Templo de Afrodita – Temiscira
—¿Qué es esta… broma? —rugió Artemisa, con el ceño fruncido, al ver a Afrodita aparecer en el centro del santuario.
—No es broma. Es regalo —corrigió la diosa del amor, avanzando descalza sobre las piedras rosadas del templo.
Y contigo, al centro, envuelta solo en una bata lila que apenas rozaba tus muslos, el cabello húmedo aún con el rocío de las flores del inframundo, los ojos quietos, la piel como luz.
—Ella… es mi hija. Hija de un deseo compartido. Nació de una flor lila que Perséfone creó en su jardín. Hades intentó guardarla. Hera la defendió. Y yo… yo la arranqué. Aunque mis manos sangraron, valió la pena.
Las amazonas miraban en silencio. Algunas con recelo. Otras, con un gesto que no sabían si era devoción… o deseo.
—¿Y la traes aquí por qué? —interrogó Diana.
Afrodita sonrió con esa calma que solo las diosas peligrosas tienen.
—Porque ustedes renegaron del amor. Del placer. Del deseo carnal y del calor entre cuerpos. Dijeron no necesitar hombre ni dios. Así que no les traje ni lo uno ni lo otro. Les traje lo que está más allá.
Te hizo dar un paso.
La bata se movió como seda, revelando apenas el brillo de tu piel perfecta.
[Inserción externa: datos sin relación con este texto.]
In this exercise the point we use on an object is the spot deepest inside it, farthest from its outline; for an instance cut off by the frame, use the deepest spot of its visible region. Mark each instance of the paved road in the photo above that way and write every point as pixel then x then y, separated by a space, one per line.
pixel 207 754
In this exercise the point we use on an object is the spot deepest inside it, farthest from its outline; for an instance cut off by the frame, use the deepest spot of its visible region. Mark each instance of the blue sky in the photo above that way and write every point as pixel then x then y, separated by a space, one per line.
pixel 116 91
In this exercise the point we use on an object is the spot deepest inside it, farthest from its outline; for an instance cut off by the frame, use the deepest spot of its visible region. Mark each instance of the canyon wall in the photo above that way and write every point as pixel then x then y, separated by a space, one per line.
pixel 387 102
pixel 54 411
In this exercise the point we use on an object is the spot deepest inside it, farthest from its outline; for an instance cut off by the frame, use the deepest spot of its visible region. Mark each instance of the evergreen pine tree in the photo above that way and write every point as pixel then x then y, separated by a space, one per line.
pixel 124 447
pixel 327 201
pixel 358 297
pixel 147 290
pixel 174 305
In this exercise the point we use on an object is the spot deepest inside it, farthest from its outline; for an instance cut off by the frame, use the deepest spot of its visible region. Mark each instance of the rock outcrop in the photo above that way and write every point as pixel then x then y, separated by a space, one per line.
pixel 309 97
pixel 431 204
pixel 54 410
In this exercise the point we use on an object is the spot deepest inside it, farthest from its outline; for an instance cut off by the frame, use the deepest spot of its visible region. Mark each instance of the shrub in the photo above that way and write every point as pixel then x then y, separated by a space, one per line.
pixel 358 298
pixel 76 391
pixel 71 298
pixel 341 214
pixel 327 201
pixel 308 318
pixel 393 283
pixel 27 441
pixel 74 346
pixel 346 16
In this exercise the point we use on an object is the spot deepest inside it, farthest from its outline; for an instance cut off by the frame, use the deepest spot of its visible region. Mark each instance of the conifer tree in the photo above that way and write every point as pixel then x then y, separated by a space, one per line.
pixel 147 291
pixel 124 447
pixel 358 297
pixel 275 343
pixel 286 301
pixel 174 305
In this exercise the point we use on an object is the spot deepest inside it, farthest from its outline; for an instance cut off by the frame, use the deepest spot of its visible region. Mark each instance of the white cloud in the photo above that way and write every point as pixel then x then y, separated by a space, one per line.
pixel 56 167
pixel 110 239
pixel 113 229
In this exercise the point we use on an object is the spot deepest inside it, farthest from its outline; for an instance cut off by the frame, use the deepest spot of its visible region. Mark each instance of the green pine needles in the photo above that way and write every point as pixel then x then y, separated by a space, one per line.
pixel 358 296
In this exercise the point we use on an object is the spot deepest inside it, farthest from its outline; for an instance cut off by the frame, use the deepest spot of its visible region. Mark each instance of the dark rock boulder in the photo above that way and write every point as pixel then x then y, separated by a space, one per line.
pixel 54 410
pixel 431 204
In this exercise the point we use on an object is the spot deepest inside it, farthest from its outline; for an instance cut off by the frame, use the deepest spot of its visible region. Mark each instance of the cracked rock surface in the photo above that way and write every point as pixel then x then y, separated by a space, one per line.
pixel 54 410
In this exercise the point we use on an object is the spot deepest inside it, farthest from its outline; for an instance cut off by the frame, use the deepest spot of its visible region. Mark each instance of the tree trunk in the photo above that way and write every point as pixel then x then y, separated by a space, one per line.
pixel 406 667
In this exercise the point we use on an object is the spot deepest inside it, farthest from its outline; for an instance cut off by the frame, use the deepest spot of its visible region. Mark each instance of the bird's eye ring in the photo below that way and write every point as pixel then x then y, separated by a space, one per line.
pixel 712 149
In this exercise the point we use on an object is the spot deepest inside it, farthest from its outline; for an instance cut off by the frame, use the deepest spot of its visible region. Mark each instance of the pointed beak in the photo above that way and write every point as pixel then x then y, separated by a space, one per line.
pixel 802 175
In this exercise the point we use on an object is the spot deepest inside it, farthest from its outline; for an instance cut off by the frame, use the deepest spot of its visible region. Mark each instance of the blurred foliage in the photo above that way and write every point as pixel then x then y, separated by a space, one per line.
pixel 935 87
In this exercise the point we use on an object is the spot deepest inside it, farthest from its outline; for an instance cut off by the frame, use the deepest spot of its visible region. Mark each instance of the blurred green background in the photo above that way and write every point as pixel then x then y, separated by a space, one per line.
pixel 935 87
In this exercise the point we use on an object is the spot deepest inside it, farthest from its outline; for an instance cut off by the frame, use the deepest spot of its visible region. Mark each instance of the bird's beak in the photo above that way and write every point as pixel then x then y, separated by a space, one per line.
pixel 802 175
Afrodita continuó:
—Ella es tierra fértil. Manantial de vida. Y su presencia será bendición o castigo. Lo que nazca… dependerá de su voluntad. Pero la condición es una: deben enamorarla. No con espadas, no con fuerza. Con alma. Con verdad.
Afrodita desapareció, dejando en el aire el perfume de jazmines nocturnos.
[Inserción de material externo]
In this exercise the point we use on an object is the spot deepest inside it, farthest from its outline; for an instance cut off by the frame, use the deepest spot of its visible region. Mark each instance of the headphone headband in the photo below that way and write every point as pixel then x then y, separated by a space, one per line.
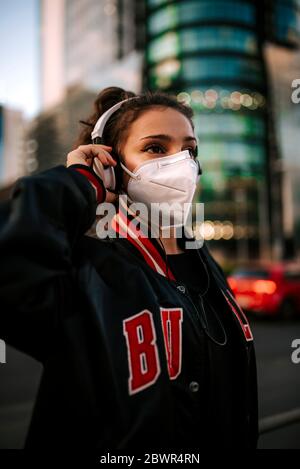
pixel 100 124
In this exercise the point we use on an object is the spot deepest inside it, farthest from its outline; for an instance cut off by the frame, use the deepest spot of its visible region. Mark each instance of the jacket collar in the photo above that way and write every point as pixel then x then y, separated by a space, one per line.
pixel 129 225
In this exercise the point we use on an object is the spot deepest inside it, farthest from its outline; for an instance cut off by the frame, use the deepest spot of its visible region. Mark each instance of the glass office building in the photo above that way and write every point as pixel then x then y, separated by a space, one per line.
pixel 210 54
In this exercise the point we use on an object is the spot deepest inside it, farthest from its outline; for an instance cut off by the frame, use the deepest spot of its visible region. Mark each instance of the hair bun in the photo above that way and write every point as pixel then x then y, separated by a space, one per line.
pixel 108 97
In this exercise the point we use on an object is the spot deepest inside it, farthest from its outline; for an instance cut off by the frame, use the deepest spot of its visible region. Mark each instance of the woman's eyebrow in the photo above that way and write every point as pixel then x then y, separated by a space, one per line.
pixel 168 137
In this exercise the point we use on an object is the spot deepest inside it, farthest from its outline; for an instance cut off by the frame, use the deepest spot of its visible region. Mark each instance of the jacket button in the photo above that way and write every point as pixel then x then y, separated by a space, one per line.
pixel 194 386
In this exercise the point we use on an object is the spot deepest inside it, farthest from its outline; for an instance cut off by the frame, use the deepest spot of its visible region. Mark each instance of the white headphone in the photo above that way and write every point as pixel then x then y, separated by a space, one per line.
pixel 111 174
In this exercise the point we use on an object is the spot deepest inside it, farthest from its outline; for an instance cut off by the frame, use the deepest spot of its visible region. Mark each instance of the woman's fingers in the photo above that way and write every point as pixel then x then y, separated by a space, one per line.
pixel 84 154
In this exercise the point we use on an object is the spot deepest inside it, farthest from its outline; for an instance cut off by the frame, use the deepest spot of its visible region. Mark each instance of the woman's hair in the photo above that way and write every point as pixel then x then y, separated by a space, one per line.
pixel 117 127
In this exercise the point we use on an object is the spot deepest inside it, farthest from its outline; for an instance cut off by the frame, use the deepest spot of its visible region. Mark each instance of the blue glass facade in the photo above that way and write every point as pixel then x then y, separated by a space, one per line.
pixel 210 54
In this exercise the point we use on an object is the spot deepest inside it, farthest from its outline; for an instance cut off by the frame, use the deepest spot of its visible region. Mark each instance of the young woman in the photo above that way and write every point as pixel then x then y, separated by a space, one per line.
pixel 142 341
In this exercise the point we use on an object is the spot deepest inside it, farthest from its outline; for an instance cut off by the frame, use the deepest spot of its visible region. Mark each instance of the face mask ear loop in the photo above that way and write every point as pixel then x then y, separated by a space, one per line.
pixel 133 175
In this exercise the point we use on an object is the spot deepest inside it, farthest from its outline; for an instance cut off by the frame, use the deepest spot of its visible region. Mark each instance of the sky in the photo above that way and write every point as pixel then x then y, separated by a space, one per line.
pixel 19 48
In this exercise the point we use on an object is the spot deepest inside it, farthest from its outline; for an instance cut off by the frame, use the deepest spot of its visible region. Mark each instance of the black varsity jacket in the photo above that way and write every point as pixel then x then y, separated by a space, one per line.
pixel 120 339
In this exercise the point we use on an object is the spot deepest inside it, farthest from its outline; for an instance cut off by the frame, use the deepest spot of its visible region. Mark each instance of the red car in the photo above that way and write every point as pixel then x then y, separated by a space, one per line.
pixel 269 289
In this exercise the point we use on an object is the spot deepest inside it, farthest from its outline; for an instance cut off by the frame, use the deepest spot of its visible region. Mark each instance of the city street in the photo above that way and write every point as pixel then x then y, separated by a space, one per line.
pixel 279 386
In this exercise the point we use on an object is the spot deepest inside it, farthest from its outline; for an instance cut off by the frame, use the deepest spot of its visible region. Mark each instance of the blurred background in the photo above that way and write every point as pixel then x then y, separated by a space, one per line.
pixel 235 63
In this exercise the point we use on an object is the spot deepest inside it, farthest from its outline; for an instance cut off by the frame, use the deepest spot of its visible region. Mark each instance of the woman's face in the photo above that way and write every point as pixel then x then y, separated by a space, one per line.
pixel 173 133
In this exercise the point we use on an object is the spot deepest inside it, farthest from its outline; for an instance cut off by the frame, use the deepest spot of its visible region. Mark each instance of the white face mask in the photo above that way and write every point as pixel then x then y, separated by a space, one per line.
pixel 171 180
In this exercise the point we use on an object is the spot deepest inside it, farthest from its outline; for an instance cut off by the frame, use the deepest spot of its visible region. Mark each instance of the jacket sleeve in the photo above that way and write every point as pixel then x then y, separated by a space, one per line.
pixel 39 227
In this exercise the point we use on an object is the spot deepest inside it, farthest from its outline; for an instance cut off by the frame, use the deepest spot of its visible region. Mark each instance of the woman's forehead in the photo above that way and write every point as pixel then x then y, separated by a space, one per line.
pixel 160 121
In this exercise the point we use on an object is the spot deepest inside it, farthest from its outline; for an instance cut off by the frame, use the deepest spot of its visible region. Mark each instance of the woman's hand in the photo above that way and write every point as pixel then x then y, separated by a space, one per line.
pixel 85 155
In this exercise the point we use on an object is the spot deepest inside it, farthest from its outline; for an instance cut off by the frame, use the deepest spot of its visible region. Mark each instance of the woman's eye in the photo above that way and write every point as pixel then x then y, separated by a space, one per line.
pixel 155 147
pixel 159 147
pixel 193 152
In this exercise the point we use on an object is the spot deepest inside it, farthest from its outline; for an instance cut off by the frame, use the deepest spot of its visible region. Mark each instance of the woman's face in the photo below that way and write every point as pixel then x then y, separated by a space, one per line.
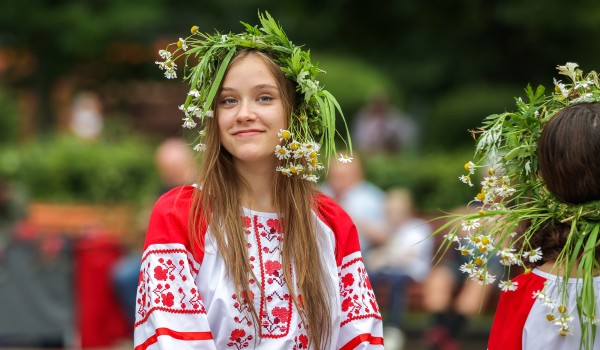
pixel 250 113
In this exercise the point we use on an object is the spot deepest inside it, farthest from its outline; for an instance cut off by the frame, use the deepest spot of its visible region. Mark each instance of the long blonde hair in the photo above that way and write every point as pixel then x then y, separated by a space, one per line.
pixel 219 204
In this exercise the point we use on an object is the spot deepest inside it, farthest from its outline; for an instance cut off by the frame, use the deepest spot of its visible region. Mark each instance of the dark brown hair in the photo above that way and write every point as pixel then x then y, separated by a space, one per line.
pixel 569 161
pixel 569 153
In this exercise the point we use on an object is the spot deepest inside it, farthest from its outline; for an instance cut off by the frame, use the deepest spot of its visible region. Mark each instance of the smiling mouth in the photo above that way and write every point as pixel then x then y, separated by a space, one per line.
pixel 245 133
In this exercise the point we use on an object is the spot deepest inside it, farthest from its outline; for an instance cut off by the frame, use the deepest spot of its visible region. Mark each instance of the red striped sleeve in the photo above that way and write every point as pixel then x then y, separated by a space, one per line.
pixel 512 312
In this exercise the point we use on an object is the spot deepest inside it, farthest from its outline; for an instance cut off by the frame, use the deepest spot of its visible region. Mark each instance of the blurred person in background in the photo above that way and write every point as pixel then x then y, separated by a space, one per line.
pixel 175 165
pixel 404 257
pixel 379 127
pixel 87 121
pixel 363 201
pixel 452 297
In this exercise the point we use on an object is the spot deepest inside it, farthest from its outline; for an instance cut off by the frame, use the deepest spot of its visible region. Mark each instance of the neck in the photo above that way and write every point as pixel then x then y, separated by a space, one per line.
pixel 259 194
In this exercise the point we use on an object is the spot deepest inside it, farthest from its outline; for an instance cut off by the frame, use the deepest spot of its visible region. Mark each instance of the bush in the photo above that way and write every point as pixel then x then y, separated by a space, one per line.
pixel 65 169
pixel 432 177
pixel 464 109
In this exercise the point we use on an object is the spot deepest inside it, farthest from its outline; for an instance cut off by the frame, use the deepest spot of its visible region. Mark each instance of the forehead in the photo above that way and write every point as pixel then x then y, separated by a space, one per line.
pixel 251 68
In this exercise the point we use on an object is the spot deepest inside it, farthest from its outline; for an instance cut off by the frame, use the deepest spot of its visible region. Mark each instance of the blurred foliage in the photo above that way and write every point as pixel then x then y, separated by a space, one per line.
pixel 9 116
pixel 460 110
pixel 353 90
pixel 65 169
pixel 432 177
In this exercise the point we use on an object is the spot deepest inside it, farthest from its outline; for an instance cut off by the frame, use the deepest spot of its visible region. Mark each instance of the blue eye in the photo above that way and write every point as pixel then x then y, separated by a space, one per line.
pixel 228 101
pixel 265 98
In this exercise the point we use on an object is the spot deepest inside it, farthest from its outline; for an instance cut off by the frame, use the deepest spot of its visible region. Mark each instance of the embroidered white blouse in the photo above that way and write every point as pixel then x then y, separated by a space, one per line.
pixel 186 301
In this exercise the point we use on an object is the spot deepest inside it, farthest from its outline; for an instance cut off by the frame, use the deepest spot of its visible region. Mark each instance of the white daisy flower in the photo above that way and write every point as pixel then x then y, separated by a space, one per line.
pixel 284 134
pixel 282 152
pixel 508 285
pixel 189 123
pixel 284 171
pixel 533 255
pixel 194 93
pixel 466 180
pixel 345 159
pixel 471 224
pixel 507 256
pixel 182 44
pixel 311 177
pixel 170 74
pixel 164 54
pixel 561 87
pixel 470 167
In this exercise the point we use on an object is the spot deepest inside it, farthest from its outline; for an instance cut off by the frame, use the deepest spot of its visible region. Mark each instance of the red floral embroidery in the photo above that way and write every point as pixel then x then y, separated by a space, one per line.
pixel 246 221
pixel 348 280
pixel 179 295
pixel 274 225
pixel 281 314
pixel 301 342
pixel 358 299
pixel 272 267
pixel 168 299
pixel 239 339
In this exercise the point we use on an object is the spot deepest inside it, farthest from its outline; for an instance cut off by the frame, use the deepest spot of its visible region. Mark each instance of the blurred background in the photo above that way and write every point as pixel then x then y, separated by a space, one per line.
pixel 83 108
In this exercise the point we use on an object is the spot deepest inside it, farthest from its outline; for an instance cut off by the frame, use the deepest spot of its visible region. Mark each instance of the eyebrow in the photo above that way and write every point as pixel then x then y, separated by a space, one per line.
pixel 255 87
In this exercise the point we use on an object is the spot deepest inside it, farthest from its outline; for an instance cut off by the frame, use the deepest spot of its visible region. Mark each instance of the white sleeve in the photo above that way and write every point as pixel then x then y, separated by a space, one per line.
pixel 170 313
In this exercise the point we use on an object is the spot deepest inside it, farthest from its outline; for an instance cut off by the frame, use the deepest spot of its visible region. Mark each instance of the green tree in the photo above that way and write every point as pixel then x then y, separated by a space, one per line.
pixel 63 36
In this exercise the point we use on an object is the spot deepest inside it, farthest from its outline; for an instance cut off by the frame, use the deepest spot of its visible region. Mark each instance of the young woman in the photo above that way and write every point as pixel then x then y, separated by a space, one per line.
pixel 569 158
pixel 538 211
pixel 253 257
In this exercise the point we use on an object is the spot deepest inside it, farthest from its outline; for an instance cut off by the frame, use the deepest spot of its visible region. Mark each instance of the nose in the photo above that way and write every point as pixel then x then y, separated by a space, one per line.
pixel 245 112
Y tú te quedaste en medio del templo, descalza, envuelta en púrpura. Sin decir nada.
Pero desde entonces…
Las estaciones cambiaron.
Las cosechas florecían donde tus manos tocaban la tierra. El grano era más dorado. La miel más dulce. Las heridas se cerraban más rápido si tú las tratabas. Tus dedos curaban, tu voz calmaba.
Pronto, guerreras se ofrecieron a ayudarte con las tareas del campo.
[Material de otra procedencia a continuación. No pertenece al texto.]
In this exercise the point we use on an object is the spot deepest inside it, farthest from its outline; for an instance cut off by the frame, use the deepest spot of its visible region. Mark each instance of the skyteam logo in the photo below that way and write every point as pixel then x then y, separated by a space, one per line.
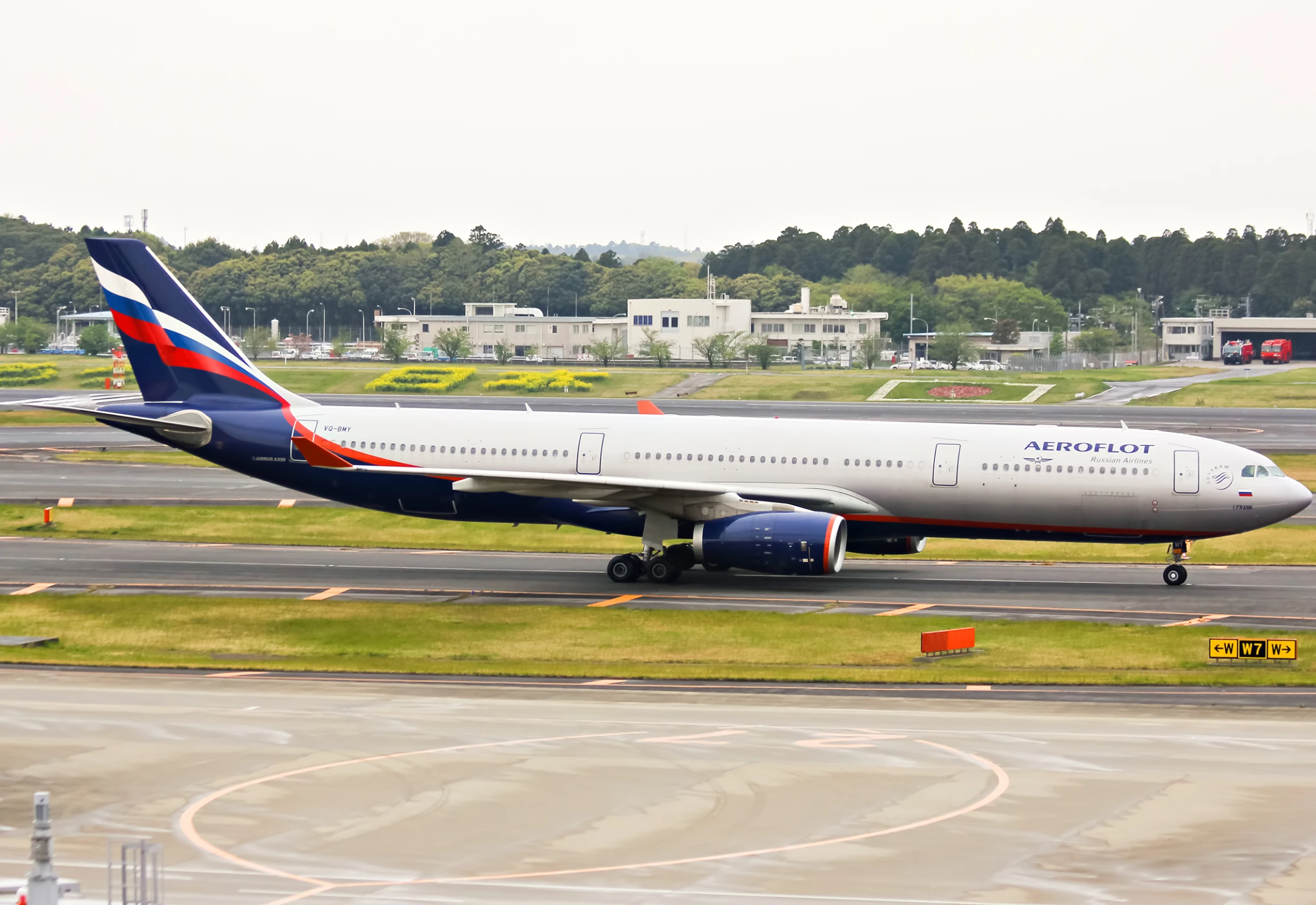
pixel 1057 447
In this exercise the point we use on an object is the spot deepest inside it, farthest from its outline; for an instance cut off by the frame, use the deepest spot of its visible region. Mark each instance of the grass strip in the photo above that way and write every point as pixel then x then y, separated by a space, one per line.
pixel 1278 545
pixel 558 641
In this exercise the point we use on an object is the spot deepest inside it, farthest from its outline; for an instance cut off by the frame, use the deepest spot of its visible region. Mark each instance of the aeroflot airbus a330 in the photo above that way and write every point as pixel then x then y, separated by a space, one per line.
pixel 769 495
Pronto, otras vinieron de noche, trayendo pretextos: un rasguño, una pregunta, un miedo.
Y salían al amanecer, con el rostro encendido, el cuerpo distinto.
Después… comenzaron los murmullos.
—"La hija de la flor lila…" —"Dicen que solo te mira si le cantas..." —"Dicen que si sueña contigo, despierta en cinta al siguiente día…" —"Dicen que si la enamoras... te elige."
Una noche en el río.
Estás sentada en una roca, bañándote en silencio. El agua llega a tu cintura. La bata lila abandonada a un lado, tu cuerpo cubierto solo por el reflejo de la luna.
Las guerreras se bañan a lo lejos. Algunas te observan en silencio, fingiendo desinterés. Otras ya no ocultan su mirada.
Y tú, sin pena, te levantas del agua. La silueta poderosa, divina, distinta.
Hay algo más en ti.
Algo que ellas no pueden nombrar, pero desean profundamente.
Una mezcla perfecta de la ternura de una diosa... y el poder creador de un dios.
Una amazona se acerca. Sus mejillas rojas. Su voz temblorosa.
—¿Puedo… quedarme esta noche en tu jardín?